Causation vs Correlation: Visualization, Statistics, and Intuition
Visualizations of correlation vs. causation and some common pitfalls and insights involving the statistics are explored in this case study involving stock price time series.
By Alex Jones, Jan 2015.
As someone who has a tendency to think in numbers, I love when success is quantifiable!
So, I looked into how my working at Cameron relates to the company's stock price. Alongside this analysis, I'll demo scaling and data manipulation to illustrate basic lessons of visualization, statistics, and analysis.
First, I pulled Stock Price over my first ~90 Days, which aligns perfectly with Days Worked.
Then simply added a rolling count of days, how convenient!
Example:
Neat! Let’s graph Stock Price vs Days Worked.
Super! Obviously no relationship!
Not so fast… let’s Regress Days Worked across Stock Price.
It's important to realize that while visualization is a powerful tool and incredibly insightful way to ingest data, it's not the whole story.
Blasphemy! With an R squared of .88 and a P Value out 42 Decimal Places, traditional statistics would say we are incredibly confident about the results!
So what do all those numbers really say? Well, one interpretation would be:
StockPrice= $75.99 -$.29672(NumberDaysAlexHasWorked)
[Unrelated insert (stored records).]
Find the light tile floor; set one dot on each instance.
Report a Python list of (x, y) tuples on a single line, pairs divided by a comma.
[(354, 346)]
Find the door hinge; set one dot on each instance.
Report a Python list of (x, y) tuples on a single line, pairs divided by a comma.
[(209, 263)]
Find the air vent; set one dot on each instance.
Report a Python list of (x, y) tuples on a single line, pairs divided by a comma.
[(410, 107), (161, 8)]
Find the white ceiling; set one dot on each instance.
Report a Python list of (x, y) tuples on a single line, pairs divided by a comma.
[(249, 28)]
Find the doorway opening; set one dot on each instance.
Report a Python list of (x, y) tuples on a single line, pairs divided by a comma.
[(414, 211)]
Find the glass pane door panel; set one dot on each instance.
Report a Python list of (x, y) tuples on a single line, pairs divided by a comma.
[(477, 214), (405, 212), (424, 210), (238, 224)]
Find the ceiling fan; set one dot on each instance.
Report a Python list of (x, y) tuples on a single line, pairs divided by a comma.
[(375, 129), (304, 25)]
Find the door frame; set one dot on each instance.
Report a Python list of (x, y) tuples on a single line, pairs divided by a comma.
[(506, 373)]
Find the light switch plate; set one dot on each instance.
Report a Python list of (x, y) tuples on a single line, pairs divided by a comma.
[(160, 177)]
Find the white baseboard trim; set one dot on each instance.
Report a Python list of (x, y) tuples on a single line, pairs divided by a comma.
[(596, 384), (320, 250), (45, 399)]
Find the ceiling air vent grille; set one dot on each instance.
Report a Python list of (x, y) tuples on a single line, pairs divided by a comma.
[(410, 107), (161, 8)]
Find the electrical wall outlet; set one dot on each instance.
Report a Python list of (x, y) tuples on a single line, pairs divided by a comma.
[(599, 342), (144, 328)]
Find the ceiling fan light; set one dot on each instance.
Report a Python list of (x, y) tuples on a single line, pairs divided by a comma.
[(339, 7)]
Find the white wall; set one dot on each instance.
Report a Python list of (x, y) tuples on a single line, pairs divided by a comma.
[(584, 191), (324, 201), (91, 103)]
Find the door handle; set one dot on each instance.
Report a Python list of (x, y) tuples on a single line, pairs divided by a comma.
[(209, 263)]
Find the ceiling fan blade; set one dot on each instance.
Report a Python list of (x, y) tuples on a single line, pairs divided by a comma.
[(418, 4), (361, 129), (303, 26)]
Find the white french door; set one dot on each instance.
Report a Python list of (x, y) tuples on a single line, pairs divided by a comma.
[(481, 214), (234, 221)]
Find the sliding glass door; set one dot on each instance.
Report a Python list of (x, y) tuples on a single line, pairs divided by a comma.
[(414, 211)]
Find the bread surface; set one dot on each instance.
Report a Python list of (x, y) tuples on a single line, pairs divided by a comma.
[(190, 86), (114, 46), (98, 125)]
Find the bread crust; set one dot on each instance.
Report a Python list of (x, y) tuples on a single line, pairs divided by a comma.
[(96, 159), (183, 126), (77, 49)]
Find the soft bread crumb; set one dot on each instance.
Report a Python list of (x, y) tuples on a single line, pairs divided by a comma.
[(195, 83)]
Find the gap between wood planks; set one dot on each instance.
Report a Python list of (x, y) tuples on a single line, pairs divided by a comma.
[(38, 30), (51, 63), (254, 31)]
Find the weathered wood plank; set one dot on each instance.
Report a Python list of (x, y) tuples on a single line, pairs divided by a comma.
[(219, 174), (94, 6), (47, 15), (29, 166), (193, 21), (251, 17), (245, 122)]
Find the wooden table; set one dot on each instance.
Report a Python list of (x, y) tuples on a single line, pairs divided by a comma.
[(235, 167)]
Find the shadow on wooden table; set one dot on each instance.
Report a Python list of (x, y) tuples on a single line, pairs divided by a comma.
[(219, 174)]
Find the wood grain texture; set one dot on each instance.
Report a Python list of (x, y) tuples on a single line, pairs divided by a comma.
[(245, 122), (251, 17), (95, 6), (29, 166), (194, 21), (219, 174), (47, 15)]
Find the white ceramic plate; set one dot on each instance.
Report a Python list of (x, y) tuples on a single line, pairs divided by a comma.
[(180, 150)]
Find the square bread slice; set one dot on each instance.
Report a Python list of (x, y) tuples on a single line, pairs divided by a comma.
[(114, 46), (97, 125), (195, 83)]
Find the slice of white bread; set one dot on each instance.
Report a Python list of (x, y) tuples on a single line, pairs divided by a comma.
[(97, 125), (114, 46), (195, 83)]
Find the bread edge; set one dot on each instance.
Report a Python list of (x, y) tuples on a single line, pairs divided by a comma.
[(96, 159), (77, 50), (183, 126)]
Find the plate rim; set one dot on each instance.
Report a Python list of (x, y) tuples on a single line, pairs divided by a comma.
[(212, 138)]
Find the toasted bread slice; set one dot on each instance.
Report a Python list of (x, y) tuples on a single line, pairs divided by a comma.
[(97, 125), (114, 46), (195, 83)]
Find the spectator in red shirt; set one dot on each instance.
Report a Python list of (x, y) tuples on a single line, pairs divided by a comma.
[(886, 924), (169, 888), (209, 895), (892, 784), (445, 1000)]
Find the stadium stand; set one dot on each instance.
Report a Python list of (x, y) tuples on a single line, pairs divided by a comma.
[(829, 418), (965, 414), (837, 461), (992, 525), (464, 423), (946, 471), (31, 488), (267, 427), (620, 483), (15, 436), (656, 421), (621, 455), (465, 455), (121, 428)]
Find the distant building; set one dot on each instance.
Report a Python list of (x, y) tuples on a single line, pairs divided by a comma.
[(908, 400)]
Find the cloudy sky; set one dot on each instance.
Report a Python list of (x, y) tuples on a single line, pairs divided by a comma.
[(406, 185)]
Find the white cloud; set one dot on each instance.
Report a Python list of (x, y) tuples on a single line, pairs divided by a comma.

That's a heck of a deal! I cost a little under 30 cents a day...
WRONG. That's per share. With ~197.45M Shares Outstanding, that means, I cost $58,587,364 per day.
Well, this is awkward...
Quick, let's perform some "Transformations" to get a "Better result".
First, let's Scale Stock Price from 0 (lowest) to 1 (highest price). To do so, we'll get the Minimum, Maximum value, and Spread.
Spread= Maximum - Minimum.
How do we scale every datapoint? Simply, (Stock Price X - Minimum)/ Spread. Boom! Scaled.
Let’s graph!
Great, no relationship! Phew!
Woa... that doesn't seem right? Let’s also Scale Days Worked…
Ok, maybe there's a relationship...
See how the Orange line (Days worked) currently starts at 0 and goes to 1. Let's flip that. How? Inverted Days Worked= 1-Scaled Days Worked.
Graphed:
Holy Moly. I see it now.
Essentially, we have taken two vectors of differing relative magnitudes, scaled them to an equivalent range and controlled for directionality. Thereby enabling a linear depiction of the relationship and intuitive visualization!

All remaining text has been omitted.